Table 3. Predicted metabolic pathways using PICRUSt2 analysis related to the significantly correlated pairs of bacterial genera and SCFAs from Spearman’s correlation result.

Treatment	SCFAs	Pathway ID	Pathway description	^aRelative function abundance (%)
				Lactobacillus
Blank	acetate	ARG + POLYAMINE-SYN	superpathway of arginine and polyamine biosynthesis	0.027 ± 0.034	–
		ARGSYN-PWY	L-arginine biosynthesis I (via L-ornithine)	0.159 ± 0.197	–
		PWY0-1261	anhydromuropeptides recycling I	0.032 ± 0.047	–
		PWY-2941	L-lysine biosynthesis II	0.202 ± 0.217	–
		PWY-5088	L-glutamate degradation VIII (to propanoate)	0.003 ± 0.003	–
		PWY-5154	L-arginine biosynthesis III (via N-acetyl-L-citrulline)	0.021 ± 0.027	–
		PWY-5345	superpathway of L-methionine biosynthesis (by sulfhydrylation)	0.015 ± 0.019	–
		SULPHATE-CYS-PWY	superpathway of sulphate assimilation and cysteine biosynthesis	0.014 ± 0.018	–
	propionate	P108-PWY	pyruvate fermentation to propanoate I	0.022 ± 0.022	–
		PWY-5088	L-glutamate degradation VIII (to propanoate)	0.003 ± 0.003	–
		PWY-7013	L-1,2-propanediol degradation	0.040 ± 0.070	–
		THREOCAT-PWY	superpathway of L-threonine metabolism	0.005 ± 0.007	–
				Dorea
	butyrate	CENTFERM-PWY	pyruvate fermentation to butanoate	0.031 ± 0.030
		P163-PWY	L-lysine fermentation to acetate and butanoate	0.008 ± 0.005
		PWY-6590	acetobutylicum acidogenic fermentation	0.022 ± 0.018
				Terrisporobacter	Sarcina
PRSE	propionate	P108-PWY	pyruvate fermentation to propanoate I	0.026 ± 0.021	0.035 ± 0.027
		PWY-5088	L-glutamate degradation VIII (to propanoate)	0.003 ± 0.004	0.008 ± 0.006
		PWY-7013	(S)-propane-1,2-diol degradation	0.006 ± 0.006	0.015 ± 0.015
		THREOCAT-PWY	superpathway of L-threonine metabolism	0.005 ± 0.006	0.012 ± 0.014
				Lactobacillus	Solobacterium
	butyrate	CENTFERM-PWY	pyruvate fermentation to butanoate	0.018 ± 0.021	0.025 ± 0.030
		P162-PWY	L-glutamate degradation V (via hydroxyglutarate)	0.007 ± 0.006	0.011 ± 0.002ta
		P163-PWY	L-lysine fermentation to acetate and butanoate	0.025 ± 0.022	0.015 ± 0.013
		PWY-6590	acetobutylicum acidogenic fermentation	0.029 ± 0.033	0.023 ± 0.023
				Oscillospira	Rikenellaceae RC9 gut group
PRSE + SCFiber	propionate	P108-PWY	pyruvate fermentation to propanoate I	0.010 ± 0.010	0.093 ± 0.141
		PWY-5088	L-glutamate degradation VIII (to propanoate)	0.001 ± 0.001	0.007 ± 0.007
		PWY-7013	(S)-propane-1,2-diol degradation	0.004 ± 0.002	–
		THREOCAT-PWY	superpathway of L-threonine metabolism	0.003 ± 0.002	–
				Ruminococcaceae UCG-002
	butyrate	CENTFERM-PWY	pyruvate fermentation to butanoate	0.062 ± 0.055
		P162-PWY	L-glutamate degradation V (via hydroxyglutarate)	0.030 ± 0.021
		P163-PWY	L-lysine fermentation to acetate and butanoate	0.022 ± 0.017
		PWY-5677	succinate fermentation to butanoate	0.079 ± 0.050
		PWY-6590	acetobutylicum acidogenic fermentation	0.032 ± 0.027

Only functional compositions of the OTUs where taxonomic annotation matched the bacterial genera that were significantly correlated with individual SCFAs were reported.

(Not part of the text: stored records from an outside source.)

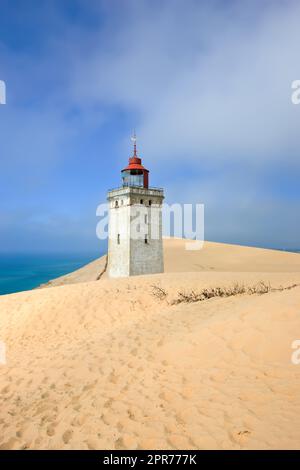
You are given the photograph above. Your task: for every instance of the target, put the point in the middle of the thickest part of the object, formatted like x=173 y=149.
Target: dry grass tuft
x=208 y=293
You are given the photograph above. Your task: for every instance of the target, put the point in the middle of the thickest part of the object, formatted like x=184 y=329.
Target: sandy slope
x=106 y=364
x=212 y=257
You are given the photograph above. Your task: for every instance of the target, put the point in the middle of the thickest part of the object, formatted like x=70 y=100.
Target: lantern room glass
x=133 y=178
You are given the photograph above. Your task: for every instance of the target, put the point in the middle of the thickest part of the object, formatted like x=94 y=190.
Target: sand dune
x=108 y=365
x=213 y=257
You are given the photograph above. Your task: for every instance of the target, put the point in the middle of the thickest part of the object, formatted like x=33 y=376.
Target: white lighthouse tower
x=135 y=223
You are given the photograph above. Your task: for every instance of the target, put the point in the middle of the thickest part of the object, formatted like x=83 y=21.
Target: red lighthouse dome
x=135 y=174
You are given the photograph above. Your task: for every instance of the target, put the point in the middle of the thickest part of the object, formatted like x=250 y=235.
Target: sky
x=206 y=85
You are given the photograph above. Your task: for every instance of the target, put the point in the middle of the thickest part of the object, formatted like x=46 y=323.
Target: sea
x=21 y=272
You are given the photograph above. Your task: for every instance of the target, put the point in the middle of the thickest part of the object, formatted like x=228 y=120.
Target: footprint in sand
x=67 y=435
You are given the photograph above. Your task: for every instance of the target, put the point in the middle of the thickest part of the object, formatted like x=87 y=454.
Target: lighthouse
x=135 y=223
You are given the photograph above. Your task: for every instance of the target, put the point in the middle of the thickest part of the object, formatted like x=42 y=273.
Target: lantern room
x=135 y=174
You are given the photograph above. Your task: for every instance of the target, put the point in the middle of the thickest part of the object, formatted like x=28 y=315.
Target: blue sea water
x=24 y=272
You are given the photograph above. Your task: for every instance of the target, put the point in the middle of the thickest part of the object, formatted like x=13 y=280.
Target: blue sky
x=207 y=85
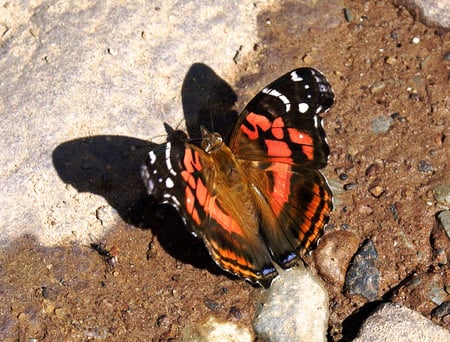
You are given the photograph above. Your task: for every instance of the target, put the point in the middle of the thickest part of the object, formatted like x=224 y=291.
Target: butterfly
x=261 y=199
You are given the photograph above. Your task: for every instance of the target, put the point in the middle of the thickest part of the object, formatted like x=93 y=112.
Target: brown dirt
x=169 y=288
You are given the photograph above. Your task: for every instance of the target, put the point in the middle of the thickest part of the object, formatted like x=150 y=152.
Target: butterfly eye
x=212 y=142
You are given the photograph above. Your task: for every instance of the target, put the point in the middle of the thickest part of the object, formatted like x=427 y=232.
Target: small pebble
x=425 y=167
x=343 y=176
x=363 y=277
x=162 y=321
x=377 y=87
x=372 y=170
x=333 y=255
x=381 y=124
x=376 y=190
x=441 y=194
x=442 y=310
x=391 y=60
x=446 y=56
x=212 y=305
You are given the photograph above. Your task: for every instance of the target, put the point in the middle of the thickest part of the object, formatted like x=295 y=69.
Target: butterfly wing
x=184 y=176
x=281 y=123
x=279 y=136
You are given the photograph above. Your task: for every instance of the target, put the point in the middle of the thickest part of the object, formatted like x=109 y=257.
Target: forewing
x=183 y=176
x=282 y=122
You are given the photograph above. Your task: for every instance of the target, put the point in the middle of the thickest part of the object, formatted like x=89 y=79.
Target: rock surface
x=296 y=309
x=74 y=70
x=397 y=323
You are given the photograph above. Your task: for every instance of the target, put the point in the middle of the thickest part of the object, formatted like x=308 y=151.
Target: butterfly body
x=262 y=198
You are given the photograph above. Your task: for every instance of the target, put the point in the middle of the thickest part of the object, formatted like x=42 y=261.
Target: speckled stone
x=296 y=309
x=397 y=323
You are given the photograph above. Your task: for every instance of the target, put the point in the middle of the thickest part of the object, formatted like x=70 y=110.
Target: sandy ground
x=382 y=63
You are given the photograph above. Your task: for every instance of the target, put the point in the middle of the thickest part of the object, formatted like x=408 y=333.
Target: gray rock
x=392 y=322
x=444 y=220
x=363 y=277
x=296 y=309
x=71 y=70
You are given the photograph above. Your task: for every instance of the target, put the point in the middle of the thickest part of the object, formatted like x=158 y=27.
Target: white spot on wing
x=168 y=161
x=303 y=107
x=169 y=183
x=276 y=93
x=152 y=157
x=316 y=124
x=295 y=77
x=175 y=200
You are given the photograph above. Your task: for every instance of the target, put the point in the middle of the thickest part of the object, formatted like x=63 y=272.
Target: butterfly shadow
x=109 y=166
x=208 y=101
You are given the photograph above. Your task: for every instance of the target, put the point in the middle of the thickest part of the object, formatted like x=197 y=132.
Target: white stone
x=76 y=69
x=296 y=308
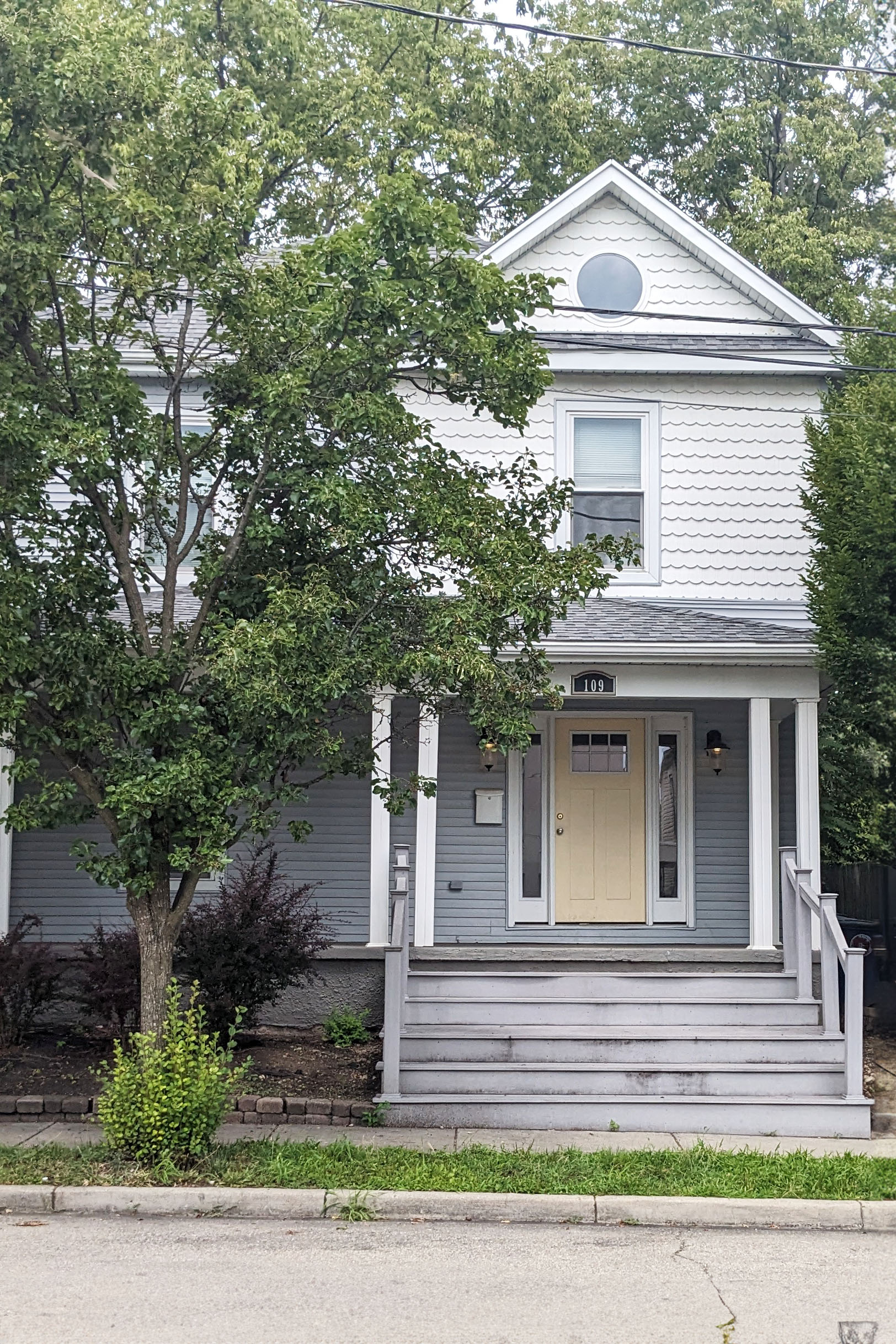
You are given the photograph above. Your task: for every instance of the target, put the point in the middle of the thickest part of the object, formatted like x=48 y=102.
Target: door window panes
x=532 y=776
x=668 y=748
x=600 y=753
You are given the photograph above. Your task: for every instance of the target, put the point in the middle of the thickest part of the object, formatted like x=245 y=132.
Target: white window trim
x=566 y=410
x=543 y=911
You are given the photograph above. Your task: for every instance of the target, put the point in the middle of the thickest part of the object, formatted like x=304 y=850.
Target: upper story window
x=612 y=454
x=606 y=470
x=609 y=281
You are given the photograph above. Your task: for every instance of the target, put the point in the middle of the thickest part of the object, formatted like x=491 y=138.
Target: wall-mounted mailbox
x=489 y=807
x=402 y=868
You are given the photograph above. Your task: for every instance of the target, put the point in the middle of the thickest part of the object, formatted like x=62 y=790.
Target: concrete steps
x=821 y=1117
x=622 y=1044
x=586 y=1080
x=727 y=1050
x=604 y=1012
x=612 y=985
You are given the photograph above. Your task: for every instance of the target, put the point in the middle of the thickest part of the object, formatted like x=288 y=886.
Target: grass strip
x=342 y=1164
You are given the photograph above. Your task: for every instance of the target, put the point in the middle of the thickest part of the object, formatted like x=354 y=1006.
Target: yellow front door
x=600 y=840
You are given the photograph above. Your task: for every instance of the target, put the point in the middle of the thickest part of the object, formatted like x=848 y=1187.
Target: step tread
x=474 y=1031
x=601 y=975
x=618 y=1100
x=640 y=999
x=529 y=1066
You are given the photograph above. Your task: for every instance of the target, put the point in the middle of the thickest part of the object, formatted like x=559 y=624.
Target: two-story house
x=594 y=928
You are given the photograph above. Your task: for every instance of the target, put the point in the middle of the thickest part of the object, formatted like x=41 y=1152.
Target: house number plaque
x=594 y=683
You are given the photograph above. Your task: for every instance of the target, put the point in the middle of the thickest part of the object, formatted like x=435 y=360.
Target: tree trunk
x=156 y=935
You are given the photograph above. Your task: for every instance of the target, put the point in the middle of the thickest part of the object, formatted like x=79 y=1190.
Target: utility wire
x=602 y=343
x=643 y=45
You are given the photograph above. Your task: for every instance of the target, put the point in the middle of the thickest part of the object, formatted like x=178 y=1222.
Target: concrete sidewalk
x=450 y=1140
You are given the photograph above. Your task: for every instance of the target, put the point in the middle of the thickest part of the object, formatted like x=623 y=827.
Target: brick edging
x=248 y=1111
x=453 y=1206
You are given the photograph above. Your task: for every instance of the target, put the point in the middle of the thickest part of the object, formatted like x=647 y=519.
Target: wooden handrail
x=799 y=902
x=397 y=963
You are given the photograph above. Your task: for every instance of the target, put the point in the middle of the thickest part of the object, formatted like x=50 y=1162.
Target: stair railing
x=798 y=904
x=397 y=964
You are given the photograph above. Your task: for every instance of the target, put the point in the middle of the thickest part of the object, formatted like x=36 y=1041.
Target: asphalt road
x=183 y=1281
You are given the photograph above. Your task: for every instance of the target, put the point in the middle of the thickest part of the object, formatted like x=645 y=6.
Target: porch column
x=808 y=823
x=381 y=729
x=6 y=839
x=762 y=874
x=428 y=761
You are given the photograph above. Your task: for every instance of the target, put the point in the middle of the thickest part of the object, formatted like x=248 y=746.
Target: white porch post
x=762 y=878
x=6 y=840
x=808 y=823
x=428 y=761
x=382 y=729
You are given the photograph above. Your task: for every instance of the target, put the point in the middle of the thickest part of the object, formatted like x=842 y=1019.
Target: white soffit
x=616 y=180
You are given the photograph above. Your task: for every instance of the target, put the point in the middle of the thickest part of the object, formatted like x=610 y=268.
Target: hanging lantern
x=716 y=750
x=488 y=754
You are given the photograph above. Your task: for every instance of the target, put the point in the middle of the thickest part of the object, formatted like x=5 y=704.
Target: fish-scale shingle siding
x=675 y=280
x=733 y=454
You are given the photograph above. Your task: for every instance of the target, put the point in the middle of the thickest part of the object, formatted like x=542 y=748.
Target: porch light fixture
x=489 y=754
x=715 y=749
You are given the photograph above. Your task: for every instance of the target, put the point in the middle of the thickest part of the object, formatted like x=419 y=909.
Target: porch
x=648 y=811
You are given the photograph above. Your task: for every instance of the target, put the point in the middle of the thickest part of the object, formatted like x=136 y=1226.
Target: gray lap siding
x=336 y=856
x=476 y=855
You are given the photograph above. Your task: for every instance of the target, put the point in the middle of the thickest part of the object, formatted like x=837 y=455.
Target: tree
x=790 y=166
x=150 y=230
x=852 y=592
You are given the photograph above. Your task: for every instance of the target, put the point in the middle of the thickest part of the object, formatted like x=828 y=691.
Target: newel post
x=394 y=1000
x=854 y=976
x=829 y=966
x=789 y=908
x=6 y=839
x=804 y=935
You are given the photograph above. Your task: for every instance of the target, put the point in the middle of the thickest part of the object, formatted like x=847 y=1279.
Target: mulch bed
x=284 y=1061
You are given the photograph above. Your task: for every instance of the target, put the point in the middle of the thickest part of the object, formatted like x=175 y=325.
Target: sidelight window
x=600 y=753
x=668 y=830
x=532 y=784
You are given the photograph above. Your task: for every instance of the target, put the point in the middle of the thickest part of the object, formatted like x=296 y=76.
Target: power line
x=600 y=342
x=643 y=45
x=728 y=322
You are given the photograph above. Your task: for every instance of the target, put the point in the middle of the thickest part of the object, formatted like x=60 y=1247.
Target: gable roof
x=618 y=182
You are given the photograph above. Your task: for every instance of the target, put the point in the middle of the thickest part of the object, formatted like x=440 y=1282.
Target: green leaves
x=166 y=1100
x=852 y=589
x=254 y=526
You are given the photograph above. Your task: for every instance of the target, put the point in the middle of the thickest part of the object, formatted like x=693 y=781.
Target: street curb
x=448 y=1206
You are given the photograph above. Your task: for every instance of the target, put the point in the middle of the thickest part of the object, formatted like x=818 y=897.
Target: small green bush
x=345 y=1027
x=167 y=1101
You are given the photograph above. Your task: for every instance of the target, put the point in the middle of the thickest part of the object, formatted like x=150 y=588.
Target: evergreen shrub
x=167 y=1100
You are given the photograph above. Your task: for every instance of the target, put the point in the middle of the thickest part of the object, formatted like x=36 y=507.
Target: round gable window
x=610 y=281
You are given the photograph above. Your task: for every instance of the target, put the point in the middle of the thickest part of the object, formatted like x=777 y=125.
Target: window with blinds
x=607 y=473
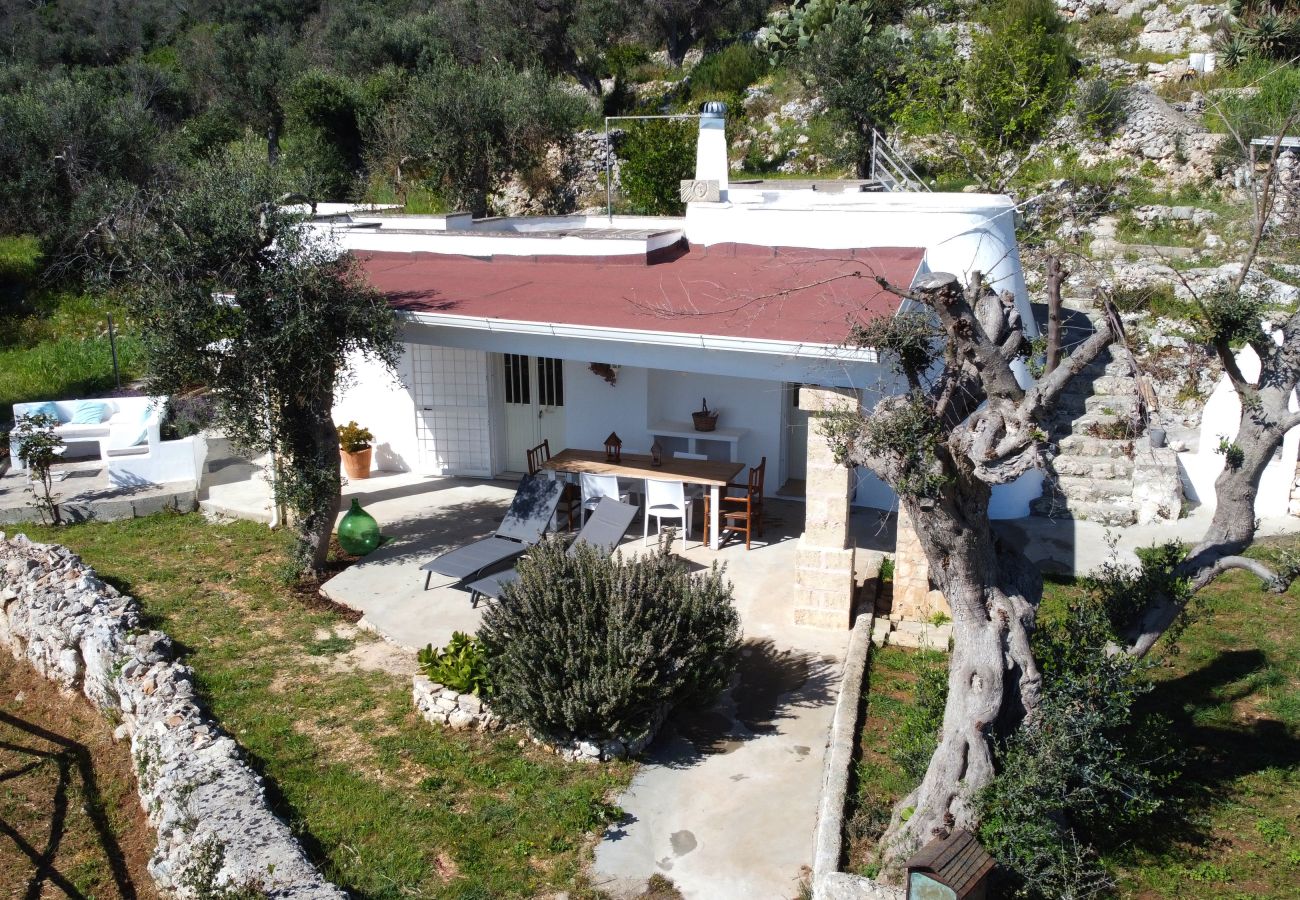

^aRelative function abundance (%) represents the percentage of contribution of individual taxon to the overall pathway abundance. It was calculated by averaging the relative function abundance of all samples in each of the treatment groups (i.e. 0, 3, 6, 12 and 24 h in blank, PRSE, SCFiber, and PRSE + SCFiber, respectively.